5 steps to setting up a fundraising programme from scratch
We talk to a great many deal of organisations who are just starting out in fundraising, some are toddlers, and some are trying to grow specific areas of their fundraising programme. We want to help them all and we look at a few fundamentals that we believe are essential as a backbone of a solid fundraising programme before we get to work with them. Here’s our top tips for starting a fundraising programme from scratch.
1 Feasibility & Research
A feasibility study will help guide and direct a strong fundraising programme and it will establish whether or not your cause is one that people will support and may help you identify possible supporters.
A feasibility study for your fundraising programme will include interviews with individuals, corporates and funders.

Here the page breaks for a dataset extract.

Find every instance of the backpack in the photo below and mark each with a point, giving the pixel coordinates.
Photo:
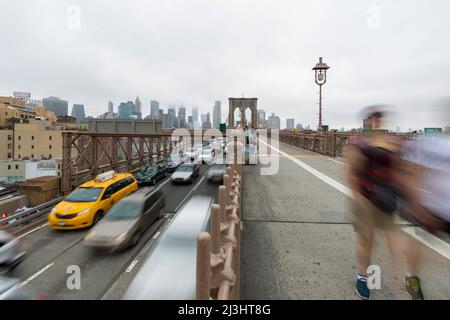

They will range from people who know your organisation well, people who have never heard of you before and some key decision makers in the charitable sector i.e. funders.
What you’re wanting to learn from them is whether they would be supportive, is your fundraising target realistic, and where do they think the money will come from.
Basically throughout this process you’re testing out your case for support (see: developing your case for support)
In your research phase you will also want to work out what resources you need for instance: website changes, database, donation page (with payment system), policies and procedures. Some of these will require a budget.
2 Commitment from Board
You need to get commitment from your board. Without it everything else will be more difficult such as getting your fundraising plan approved, getting the right resourcing and support so your plan succeeds.
Your organisations Board needs to be committed from the get go. We need them to be saying YES this is exciting and will help us grow, rather than frowning about spending money on something that isn’t a short term fix. We want them to invest rather than cut down expenditure.
Plan. Plan. Plan. Plan. Plan.
Plan out different scenarios, plan out step-by-step processes, plan messaging, plan plan plan.
As part of your plan you should be setting a budget of income and expenditure and you should do it over a few years. Fundraising is not a short-term fix or a plan you can whip together overnight. Spend some time on this and set some realistic timeframes and communicate this to your manager or board. If you’re not working full time on it – make it months not weeks. You want your fundraising plan to be infallible!
Your plan should include more than one revenue stream from individuals, business, trusts and foundations. Funds can come in from regular giving, campaigns, events, bequests, grants, partnerships, community fundraisers and your plan should detail how you will engage in these fundraising activities, when you will, and how much you expect to raise (targets) from these activities.
As part of your plan there are two key policies you need in place before you start fundraising, they are your Gift Acceptance and Privacy Policies.
Right, so now you have a plan, a budget and board support. Now you need the resources you’ve identified as part of your research and planning for instance, a fundraising database. You will also need your Board’s time.
Get your board to set up a fundraising committee. The committee will comprise of a couple of people from your board, your director, you and maybe a finance person. It’s important that there is a mix of governance and operations represented (and that the fundraiser is on that committee!!). The committee shows us two things: that the organisation is ready for fundraising and that they’re prepared to set some dedicated time aside for the purpose of planning and supporting the organisation in its fundraising.
Investment is the key term here. We need to invest resource, money and time into the things we believe are important so if the financial sustainability of your organisation is important then a strong fundraising programme will be an essential part in achieving that.
Things you will also need for your fundraising programme: a fundraising database, donation page, and gift acknowledgement procedure.
Now we get to the real fun bit! This is when you start to engage with your supporters and potential supporters.
Stay committed, ask for support when you need it, stick to the plan. The plan is there for a reason, it is the foundation of effective implementation and building of a sustainable fundraising programme. Evaluate after a period of time, amend if necessary.
In all of this don’t forget your supporters. They’re the ones who are going to make your fundraising programme successful. Fundraising is not about money but it is about people. Keep in contact, appreciate them and they will stick around. They will make the difference.